Perry, “Bu çalışma, aerobik kondisyonun temel olarak kaslar ve tümörler arasındaki metabolik rekabeti yeniden şekillendirdiğini ortaya koyuyor” diyor. “Daha da önemlisi, egzersiz müdahalesi gönüllüydü. Maraton tipi bir egzersiz için eğitimden bahsetmiyoruz, sadece farelerin yapmak istediği şeyden bahsediyoruz.”

Araştırmacılar gen aktivitesini analiz etti ve farelerde temel metabolik yollarda egzersiz sonucu değişen 417 gen belirledi; bu da kas dokularının glikozu daha fazla metabolize ettiği ve tümör dokularının onu daha az metabolize ettiği anlamına geliyor.

Araştırmacılar özellikle, hücre büyümesinde yer alan bir protein olan mTOR’un kanser hücrelerinde aşağı regülasyonunun tümör büyümesini kısıtlıyor olabileceğini söylüyor.

Perry, bu metabolik yolların memeliler arasında çok benzer olması nedeniyle, bu olgunun obezitesi olmayanlar da dahil olmak üzere insanlara da yayılmasını beklediğini söylüyor. Aslında araştırmacılar, kanserli insanlarda egzersiz yaptıklarında gen aktivitesinde benzer değişikliklerin rapor edildiğini söylüyor.

Avustralya’nın Perth kentindeki Edith Cowan Üniversitesi’nden Rob Newton, “Bu, egzersizin nasıl kansere karşı daha koruyucu bir ortam yarattığını gösteren başka bir mekanizma” diyor. “İnsanlarda klinik bir deneye ihtiyacımız var, ancak benzer bir etkinin insanlarda görülmemesi için gerçekten bir neden göremiyorum.”

Perry, metabolizmanın tüm dokularda gerçekleştiğini ve hem mikrobiyomdan hem de bağışıklık sisteminden etkilendiğini söylüyor. “Metabolik değişikliklerin egzersiz, mikrobiyom ve bağışıklık sistemi ile tümör büyümesi arasındaki eksik bağlantı olması mümkün” diyor. “Ancak egzersizin faydalı etkileri birden fazla mekanizmaya bağlı olmasaydı şok olurdum.”

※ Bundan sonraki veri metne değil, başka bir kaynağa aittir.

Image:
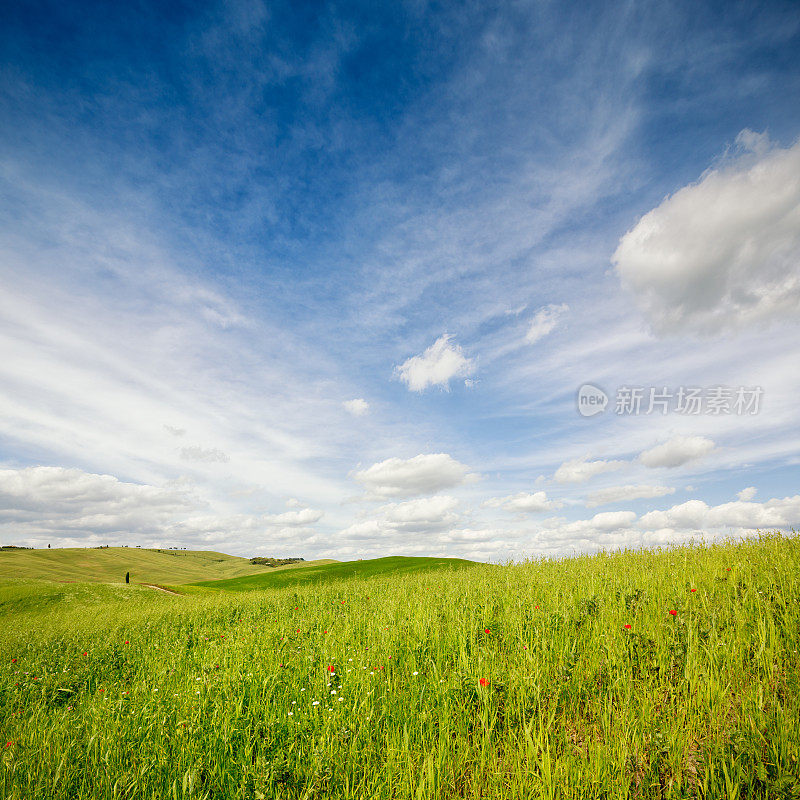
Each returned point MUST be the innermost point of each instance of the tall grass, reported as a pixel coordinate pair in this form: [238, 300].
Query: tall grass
[372, 688]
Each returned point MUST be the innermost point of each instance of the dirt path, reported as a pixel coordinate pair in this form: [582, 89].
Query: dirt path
[159, 588]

Newton, çalışmanın aynı zamanda düşük kas kütlesinin kanserden ölüm riskini neden artırdığını açıklamaya da yardımcı olduğunu söylüyor. “Kas tercihen glikozu alıyorsa, daha fazla kas kütleniz varsa ve onu daha düzenli etkinleştirirseniz, o zaman daha yüksek bir etkiye sahip olursunuz.”

İnsanların egzersizi potansiyel olarak yararlı bir yaşam tarzı değişikliği olarak değil, diğer tedavilerle birlikte kullanılacak bir kanser ilacı olarak düşünmesi gerektiğini düşünüyor. Newton, “Bu, kansere en yatkın ortama neyin sebep olduğunu ve buna özel olarak nasıl saldırılacağını belirlemekle ilgili” diyor. “Bu, kalp-solunum kondisyonunu arttırıyor olabilir, ancak eğer bir hastanın olağanüstü derecede düşük kas kütlesi varsa, o zaman muhtemelen ilk olarak direnç eğitimiyle bunun hedeflenmesi gerekir.”